マネースクウェアジャパンは前述の通り「トラリピ」による自動売買の普及に成功したFX会社であり、口座数10万件以上、預かり残高数百億を超える勝ち組FX業者として有名でしたが、ここ最近はやたらと騒動が多くなっています。

過去において「大橋ひかる」という情報商材販売者との裁判や、外為オンラインとの特許侵害における裁判を繰り広げたりしています。さらに今年には親会社であるマネースクウェアHDが上場を廃止したりもしています。本業以外で騒動が多くなるのは好ましいことではありません。

 

ライバル会社も続々と自動売買サービスを提供

最近は自動売買注文においてもインヴァスト証券のフルオートFX、外為オンラインの iサイクル注文、アイネット証券のループイフダン、FXブロードネットのトラッキングトレードなど、ライバル会社の勢いが強くなっています。トラリピは前々からサービスを提供してきた一日の長があるためまだまだシェアは一番ですが、これを脅かすライバルは確実に増えています。

これに対してマネースクウェアジャパンのトラリピは大きな変化はなく、新たに取引対象にCFD(日経、ダウ)が追加されたくらいです。

 

マネースクウェアジャパンはそもそも総合コストが高い

またトラリピはかねてから手数料が高いことで知られており、手数料無料のこの時代において1万通貨あたり300円の手数料を取っています。これはドル円でいえばスプレッド3.0pipsに相当するものであり、もとのスプレッドが広い水準にあるマネースクウェアジャパンでは「手数料+スプレッド」の総合コストが非常に高くなっています。
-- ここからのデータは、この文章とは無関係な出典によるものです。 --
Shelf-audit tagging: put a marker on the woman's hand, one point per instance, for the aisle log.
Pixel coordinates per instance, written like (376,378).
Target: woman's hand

以前まではトラリピ以外に有力なライバルがいなかった寡占の状態であったために高い手数料でもサービスを展開していけましたが、ライバル会社による低コスト自動売買が増えてきている状況においてこの高コストはかなりの影響を及ぼしています。

最近は経営状況が開示されなくなってきたので一概にはいえませんが、どうも最近のマネースクウェアジャパンは一時の勢いが落ちてきている用に感じます。悪い事というのはたいていこういう時に起こるものです。

 

 

行政処分で失速したFX会社と巻き返したFX会社

行政処分を受けたマネースクウェアジャパンの今後について気になる人も多いですが、ここで過去に行政処分をうけたFX会社のその後を振り返ってみます。

行政処分を受けたFX会社はそれこそ相当の数がありますが、中でも有名な会社としては「外為どっとコム」「外為オンライン」「ヒロセ通商」などが挙げられます。この内「外為どっとコム」は口座数、預かり残高、知名度において業界TOPをつき走っていたピークに行政処分を受けて、あっという間に凋落、シェアをDMM.com証券やGMOクリック証券、そしてマネースクウェアジャパンなどに奪われてしまいました。

対して「外為オンライン」「ヒロセ通商」は処分をうけたのがかなり前だったこともあり、一時的に勢いをなくしましたが次々と新しいサービスを開拓していき、今でも業界のTOPクラスを突き進んでいます。特にヒロセ通商などは食品サービスなどで独自の立ち位置を確立しており、人気も衰えておりません。オリコンが発表するFX会社の顧客満足度調査では両社とも近年において表彰をうけるなど顧客評価も高水準を保っています。

マネースクウェアジャパンがどちらのパターンになるかはこれからの対応次第ですが、トラリピという有力なサービスがあり、それの愛好者がまだまだたくさんいる状況においては対応を間違えない限り、凋落していく可能性は低いのではないかと予想できます。個人的にはこれを気にコスト面の改善を行い、ライバル会社との遜色のないものにすれば、もともとの人気の差でこれからの市場においても勝ち組FX会社としてやっていけるはずです。